CNV is a significant source of genetic variation accounting for disease and phenotypic diversity, owing to the duplication or deletion of covered genes or regulation elements [4]. Our results showed that 36.4% RefSeq genes intersected with 25.0% predicted CNVRs. It is probable that CNVs, especially deletions, are located preferably in gene-poor regions [13, 47], because gene-rich CNVRs are more likely to be pathogenic than gene-poor CNVRs and these deleterious CNVRs would be removed by purifying selection [47, 50]. Meanwhile, the maximum CN of all genes covered by CNVRs was 12.0, suggesting again that the chicken genome has lower repetitive DNA content [46]. It is noted that nine out of the 25 most variable genes belong to four keratin subfamilies (claw, feather, feather-like and scale).
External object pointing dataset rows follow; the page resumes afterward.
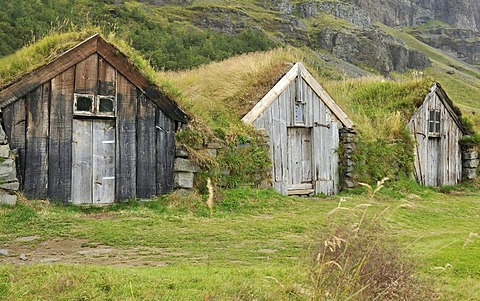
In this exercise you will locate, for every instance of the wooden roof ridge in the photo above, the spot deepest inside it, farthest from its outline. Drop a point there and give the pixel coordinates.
(91, 45)
(297, 70)
(448, 103)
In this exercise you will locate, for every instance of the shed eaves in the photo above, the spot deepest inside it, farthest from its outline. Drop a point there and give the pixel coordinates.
(78, 53)
(297, 69)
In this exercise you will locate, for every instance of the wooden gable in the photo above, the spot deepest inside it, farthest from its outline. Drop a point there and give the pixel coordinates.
(437, 129)
(302, 122)
(297, 70)
(69, 154)
(86, 51)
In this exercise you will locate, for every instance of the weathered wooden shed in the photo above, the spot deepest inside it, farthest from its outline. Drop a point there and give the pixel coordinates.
(436, 127)
(303, 123)
(88, 127)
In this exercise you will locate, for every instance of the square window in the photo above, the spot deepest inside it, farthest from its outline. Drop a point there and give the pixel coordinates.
(83, 103)
(106, 105)
(434, 123)
(299, 113)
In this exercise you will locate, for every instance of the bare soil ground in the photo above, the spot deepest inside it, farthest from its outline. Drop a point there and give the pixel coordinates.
(29, 250)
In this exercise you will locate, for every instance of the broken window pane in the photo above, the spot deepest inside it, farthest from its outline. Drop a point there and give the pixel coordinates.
(105, 105)
(84, 103)
(299, 113)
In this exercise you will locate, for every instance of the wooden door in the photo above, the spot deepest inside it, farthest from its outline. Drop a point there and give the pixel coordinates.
(299, 160)
(433, 162)
(93, 166)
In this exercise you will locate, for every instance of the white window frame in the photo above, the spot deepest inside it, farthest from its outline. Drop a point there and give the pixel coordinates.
(95, 105)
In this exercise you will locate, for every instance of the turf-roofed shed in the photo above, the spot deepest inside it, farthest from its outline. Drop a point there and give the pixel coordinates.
(303, 124)
(88, 128)
(437, 130)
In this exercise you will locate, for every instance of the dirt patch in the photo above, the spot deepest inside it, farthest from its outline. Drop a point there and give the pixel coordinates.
(79, 251)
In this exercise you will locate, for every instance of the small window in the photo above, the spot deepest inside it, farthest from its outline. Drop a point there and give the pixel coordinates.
(299, 113)
(434, 123)
(91, 105)
(83, 103)
(106, 105)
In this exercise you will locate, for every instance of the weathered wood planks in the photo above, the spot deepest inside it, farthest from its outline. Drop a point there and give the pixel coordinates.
(82, 156)
(60, 142)
(303, 152)
(14, 117)
(146, 149)
(126, 162)
(165, 152)
(437, 155)
(103, 148)
(67, 155)
(36, 175)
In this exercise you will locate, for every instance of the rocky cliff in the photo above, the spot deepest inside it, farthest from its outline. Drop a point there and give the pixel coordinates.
(366, 45)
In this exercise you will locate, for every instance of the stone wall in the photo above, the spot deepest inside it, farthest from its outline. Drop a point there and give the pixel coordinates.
(185, 169)
(348, 143)
(8, 172)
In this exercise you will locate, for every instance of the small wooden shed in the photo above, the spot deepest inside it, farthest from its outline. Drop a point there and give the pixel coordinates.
(89, 128)
(436, 127)
(303, 123)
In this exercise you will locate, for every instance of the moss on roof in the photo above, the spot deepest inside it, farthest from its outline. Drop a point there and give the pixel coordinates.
(219, 94)
(31, 57)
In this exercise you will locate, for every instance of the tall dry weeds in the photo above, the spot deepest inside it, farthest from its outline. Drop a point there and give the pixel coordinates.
(359, 260)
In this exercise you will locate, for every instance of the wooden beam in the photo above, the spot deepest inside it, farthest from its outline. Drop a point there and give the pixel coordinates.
(437, 88)
(329, 102)
(47, 72)
(271, 95)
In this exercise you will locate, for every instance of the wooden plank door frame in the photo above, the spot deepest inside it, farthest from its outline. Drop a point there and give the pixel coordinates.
(304, 173)
(91, 184)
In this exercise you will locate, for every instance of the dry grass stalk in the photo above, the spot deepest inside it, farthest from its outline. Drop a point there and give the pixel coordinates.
(210, 196)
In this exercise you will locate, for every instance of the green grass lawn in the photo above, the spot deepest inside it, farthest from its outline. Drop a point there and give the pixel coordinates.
(257, 245)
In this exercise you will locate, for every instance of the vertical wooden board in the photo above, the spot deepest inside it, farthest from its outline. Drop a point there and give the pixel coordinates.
(103, 148)
(82, 167)
(146, 149)
(276, 137)
(14, 118)
(165, 151)
(161, 133)
(36, 154)
(86, 75)
(107, 76)
(282, 127)
(334, 163)
(126, 174)
(290, 95)
(172, 126)
(60, 142)
(306, 155)
(292, 161)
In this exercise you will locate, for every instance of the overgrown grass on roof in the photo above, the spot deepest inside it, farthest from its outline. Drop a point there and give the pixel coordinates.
(219, 94)
(40, 53)
(381, 109)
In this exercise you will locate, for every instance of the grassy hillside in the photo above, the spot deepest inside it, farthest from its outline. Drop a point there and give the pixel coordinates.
(460, 80)
(257, 245)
In birds, skin appendages such as claws, scales, beaks and feathers are composed of beta (β) keratins and can prevent water loss and provide a barrier between the organism and external environment [51]. The avian keratin genes are significantly over-represented with respect to mammals [34, 48]. These highly variable keratin genes suggest the scenario for the evolution of the β-keratin gene family through gene duplication and divergence for their adaptive benefits [4, 51]. Additionally, the four subfamilies of β-keratin genes form a cluster on chr25, one of the more GC-rich chromosomes and containing a relatively larger number of minisatellites [51], which also result in high copy number of genes.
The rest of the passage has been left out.